The selfie mode is fun, but with the camera held at arm’s length, the screen is smaller than a smartphone’s. It’s not really a problem, but worth pointing out. What’s also worth pointing out, of course, is that selfies taken with the M100 will be at the camera’s full resolution and far higher quality than the snaps taken with a smartphone’s front-facing camera. We also look forward to trying out Canon’s Wi-Fi and Bluetooth LE connectivity to see how easy it really is to transfer pictures to a smart device for sharing.


The EOS M100’s 49-point Dual Pixel CMOS AF felt snappy in good light, but slowed noticeably when the lighting was dimmer, though the indoor test conditions were pretty dark. The M100 does have a pop-up flash on an arm which extends from the top plate, but with this camera’s ISO 25,600 maximum, you’ll probably get better and more atmospheric results without the flash, even in dimly-lit interiors.

Fitted with Canon’s 15-45mm kit lens, the M100 certainly feels small and neat, for an APS-C format camera. The lens is extended by pushing a spring-loaded lever and then twisting the barrel, though – it’s not powered electrically.  

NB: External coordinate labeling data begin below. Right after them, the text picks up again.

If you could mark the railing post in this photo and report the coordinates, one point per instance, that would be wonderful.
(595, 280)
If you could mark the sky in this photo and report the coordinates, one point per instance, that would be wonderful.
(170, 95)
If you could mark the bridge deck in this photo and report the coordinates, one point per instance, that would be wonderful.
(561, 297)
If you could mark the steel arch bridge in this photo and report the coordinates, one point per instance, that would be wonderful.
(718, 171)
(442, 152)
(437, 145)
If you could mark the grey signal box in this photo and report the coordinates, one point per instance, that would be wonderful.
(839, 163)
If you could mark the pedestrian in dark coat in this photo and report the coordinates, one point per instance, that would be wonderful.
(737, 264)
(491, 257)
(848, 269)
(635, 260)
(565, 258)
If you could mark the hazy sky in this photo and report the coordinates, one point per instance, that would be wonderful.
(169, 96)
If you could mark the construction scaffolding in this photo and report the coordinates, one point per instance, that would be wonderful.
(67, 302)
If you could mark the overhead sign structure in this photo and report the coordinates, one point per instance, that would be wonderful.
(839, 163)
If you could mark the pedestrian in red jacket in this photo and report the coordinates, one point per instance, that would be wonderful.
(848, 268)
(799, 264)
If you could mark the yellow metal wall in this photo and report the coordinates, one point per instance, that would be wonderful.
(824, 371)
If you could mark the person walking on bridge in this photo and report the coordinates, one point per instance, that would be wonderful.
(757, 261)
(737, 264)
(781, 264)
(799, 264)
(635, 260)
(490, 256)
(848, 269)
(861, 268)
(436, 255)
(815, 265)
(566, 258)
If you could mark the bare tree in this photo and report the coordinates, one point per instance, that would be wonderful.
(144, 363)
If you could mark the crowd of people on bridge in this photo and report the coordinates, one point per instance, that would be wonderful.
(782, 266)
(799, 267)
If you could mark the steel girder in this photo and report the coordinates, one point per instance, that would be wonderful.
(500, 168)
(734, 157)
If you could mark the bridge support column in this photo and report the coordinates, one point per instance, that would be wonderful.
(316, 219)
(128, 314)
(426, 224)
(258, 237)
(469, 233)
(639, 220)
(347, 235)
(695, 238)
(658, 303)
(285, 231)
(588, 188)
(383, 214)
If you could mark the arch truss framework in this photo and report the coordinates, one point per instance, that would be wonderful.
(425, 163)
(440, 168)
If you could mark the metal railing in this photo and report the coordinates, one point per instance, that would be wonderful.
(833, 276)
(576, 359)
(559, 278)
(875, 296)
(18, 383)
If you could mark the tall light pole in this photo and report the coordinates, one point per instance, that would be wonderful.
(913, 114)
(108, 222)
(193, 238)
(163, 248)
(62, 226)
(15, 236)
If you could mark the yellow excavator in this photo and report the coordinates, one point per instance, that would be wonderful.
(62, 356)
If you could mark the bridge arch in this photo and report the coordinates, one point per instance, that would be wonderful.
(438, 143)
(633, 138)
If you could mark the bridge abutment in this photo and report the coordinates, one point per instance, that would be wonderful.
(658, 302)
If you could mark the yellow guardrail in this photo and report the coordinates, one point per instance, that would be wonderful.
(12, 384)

Even in dim restaurant lighting, The M100's results looked vibrant and sharp.

We weren’t allowed to take any image samples away with us because the cameras available at the launch were pre-production models, but if past experience with Canon’s Dual Pixel CMOS AF sensor in other EOS models is anything to go by, the picture quality should be very good.

Early verdict

The EOS M100 is another perfectly competent mirrorless EOS M model from Canon, and another attempt by a camera maker to target Instagram and Facebook fashionista who may be more familiar with smartphones than cameras.

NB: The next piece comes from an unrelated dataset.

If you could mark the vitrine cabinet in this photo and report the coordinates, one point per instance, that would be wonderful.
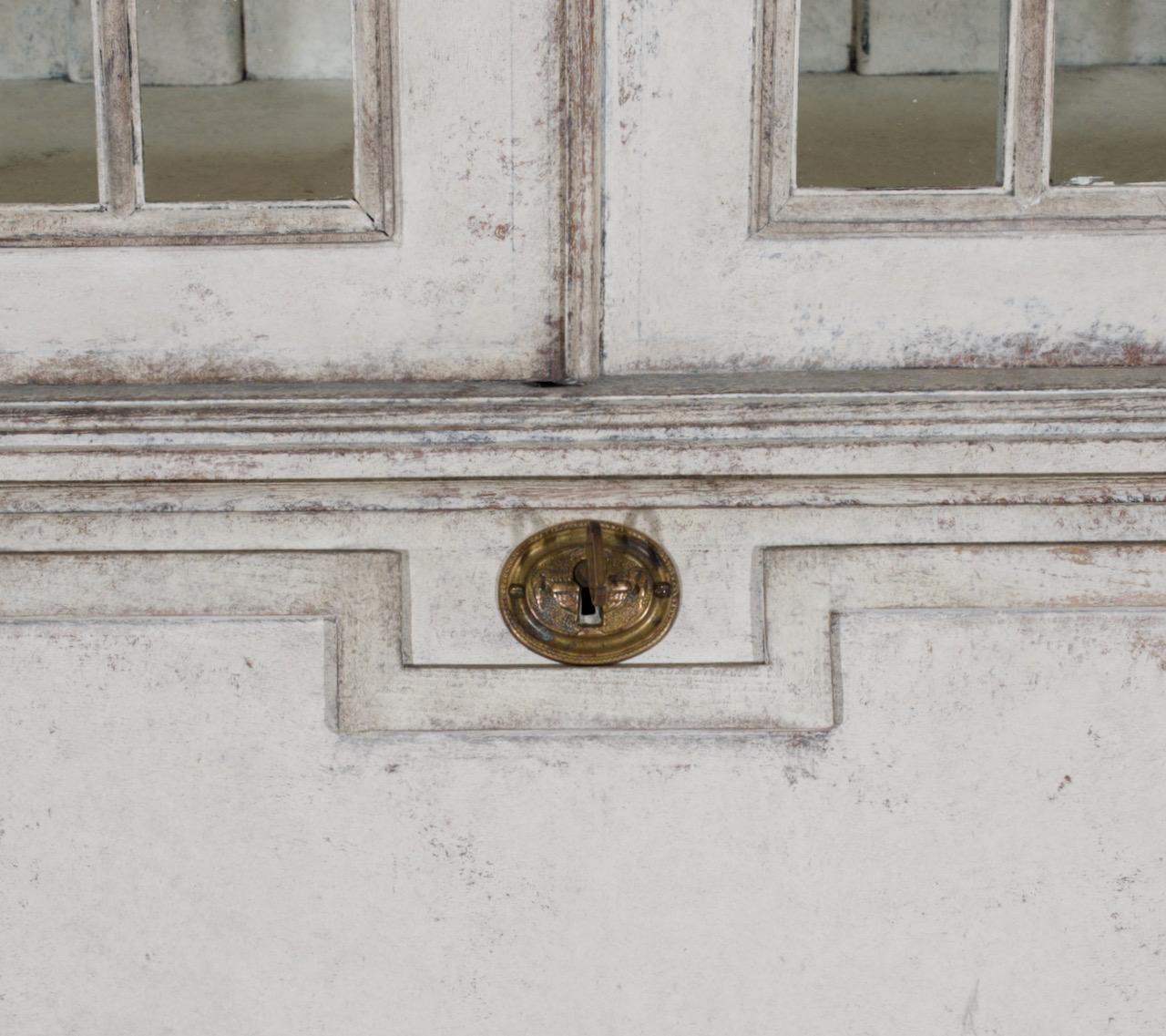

Canon's 15-45mm kit lens (left) is small, but the optional 22mm prime (right) is smaller still.

The use of Canon’s 24-megapixel Dual Pixel CMOS AF sensor is a bonus because we’ve already seen how effective this is in other Canon cameras, including the flagship EOS M5 and the EOS 80D from Canon’s DSLR range, but this does push the price up for what is otherwise a pretty basic sort of camera.

The flip-up screen and selfie mode is perfect for this market, and the on-screen help for novices will help them step up from a smartphone into interchangeable-lens photography, but the simplicity of the controls and the lack of a viewfinder could make the EOS 100D a bit of a dead end later on, when novices are ready to take on some more challenging techniques. 

The EOS M100 is by no means the cheapest route into interchangeable lens photography, but Canon will be hoping that for Instagramers and smartphone upgraders it is the most appealing.